Contributor: Isekhua Evborokhai


Romans 12:1-8 establishes the foundation upon which 12:9-21 is built. In verses 1-8, we saw Paul painting with a “broad brush”, showing us generally what Christian discipleship requires; offering our bodies as a living sacrifice, etc. In today’s study we will see him stepping closer to the canvas, working with a finer brush to colour in detail regarding specific attitudes and actions that must grow out of the principles established in verses 1-8.


“9 Love is to be sincere and active [the real thing—without guile and hypocrisy]. Hate what is evil [detest all ungodliness, do not tolerate wickedness]; hold on tightly to what is good. 10 Be devoted to one another with [authentic] brotherly affection [as members of one family], give preference to one another in honour. 11 never lagging behind in diligence; aglow in the Spirit, enthusiastically serving the Lord; 12 constantly rejoicing in hope [because of our confidence in Christ], steadfast and patient in distress, devoted to prayer [continually seeking wisdom, guidance, and strength], 13 contributing to the needs of God’s people, pursuing [the practice of] hospitality.” AMP

In these five verses, Paul lists thirteen behaviours that the Christian should adopt. The list begins with love. Love sets the tone, and the other dozen desired behaviours grow out of love. They are as a matter of fact, natural expressions of love.
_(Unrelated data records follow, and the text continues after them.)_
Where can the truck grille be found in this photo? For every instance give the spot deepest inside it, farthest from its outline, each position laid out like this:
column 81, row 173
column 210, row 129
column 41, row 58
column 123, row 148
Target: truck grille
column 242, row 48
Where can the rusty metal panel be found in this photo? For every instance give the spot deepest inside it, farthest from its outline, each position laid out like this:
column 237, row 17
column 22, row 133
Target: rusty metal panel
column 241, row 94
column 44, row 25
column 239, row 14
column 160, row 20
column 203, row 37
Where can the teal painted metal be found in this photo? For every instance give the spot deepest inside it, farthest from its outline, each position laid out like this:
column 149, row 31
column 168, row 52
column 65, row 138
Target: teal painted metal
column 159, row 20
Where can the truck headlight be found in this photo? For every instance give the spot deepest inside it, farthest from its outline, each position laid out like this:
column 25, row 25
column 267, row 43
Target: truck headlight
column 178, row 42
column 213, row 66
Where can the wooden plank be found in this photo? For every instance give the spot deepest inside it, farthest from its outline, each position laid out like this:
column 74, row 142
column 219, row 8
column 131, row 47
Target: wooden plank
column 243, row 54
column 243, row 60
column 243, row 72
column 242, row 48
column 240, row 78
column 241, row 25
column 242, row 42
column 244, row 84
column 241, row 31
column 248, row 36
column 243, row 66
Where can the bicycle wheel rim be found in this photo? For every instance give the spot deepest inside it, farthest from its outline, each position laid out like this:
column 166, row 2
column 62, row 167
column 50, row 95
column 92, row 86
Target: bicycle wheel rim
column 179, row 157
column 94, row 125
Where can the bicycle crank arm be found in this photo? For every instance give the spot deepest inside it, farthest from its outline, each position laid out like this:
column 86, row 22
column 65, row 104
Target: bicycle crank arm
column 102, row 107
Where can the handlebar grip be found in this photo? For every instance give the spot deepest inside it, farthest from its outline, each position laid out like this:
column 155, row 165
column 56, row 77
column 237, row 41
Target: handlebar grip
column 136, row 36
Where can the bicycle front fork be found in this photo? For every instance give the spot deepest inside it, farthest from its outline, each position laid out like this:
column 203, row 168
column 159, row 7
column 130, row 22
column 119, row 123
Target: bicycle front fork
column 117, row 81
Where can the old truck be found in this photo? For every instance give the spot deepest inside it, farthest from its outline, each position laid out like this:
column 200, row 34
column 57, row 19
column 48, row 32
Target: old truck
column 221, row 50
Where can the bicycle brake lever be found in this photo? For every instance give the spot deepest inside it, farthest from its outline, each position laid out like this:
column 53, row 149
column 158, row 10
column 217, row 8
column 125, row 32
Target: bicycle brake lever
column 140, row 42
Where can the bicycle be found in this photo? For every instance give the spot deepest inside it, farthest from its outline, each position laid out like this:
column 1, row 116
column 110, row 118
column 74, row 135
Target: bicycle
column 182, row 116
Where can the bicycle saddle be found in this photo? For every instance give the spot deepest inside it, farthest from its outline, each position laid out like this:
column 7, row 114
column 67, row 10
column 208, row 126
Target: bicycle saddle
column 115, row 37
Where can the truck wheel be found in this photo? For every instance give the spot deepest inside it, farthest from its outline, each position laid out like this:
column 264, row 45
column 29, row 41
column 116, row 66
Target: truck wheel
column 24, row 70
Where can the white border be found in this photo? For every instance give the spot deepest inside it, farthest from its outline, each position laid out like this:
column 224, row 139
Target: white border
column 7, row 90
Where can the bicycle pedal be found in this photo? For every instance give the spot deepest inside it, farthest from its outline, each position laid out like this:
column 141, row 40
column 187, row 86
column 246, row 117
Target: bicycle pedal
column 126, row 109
1. Exhibit Sincere and Active Love (Vs 9a). The NLT says “Don’t just pretend to love others. Really love them.” Paul refers to Agape - love without a selfish agenda—love that seeks what is good for the beloved.

2. Hate Evil (Vs 9b) Hate is a strong word meaning to dislike, to abhor, or to have a horror of. The proper Christian response to evil is not simply to avoid it, but to be repelled by it. We hate evil, because evil has the potential to destroy the beloved. We must hate the sin while loving the sinner; evil-hating is one of the ways that we demonstrate genuine-loving.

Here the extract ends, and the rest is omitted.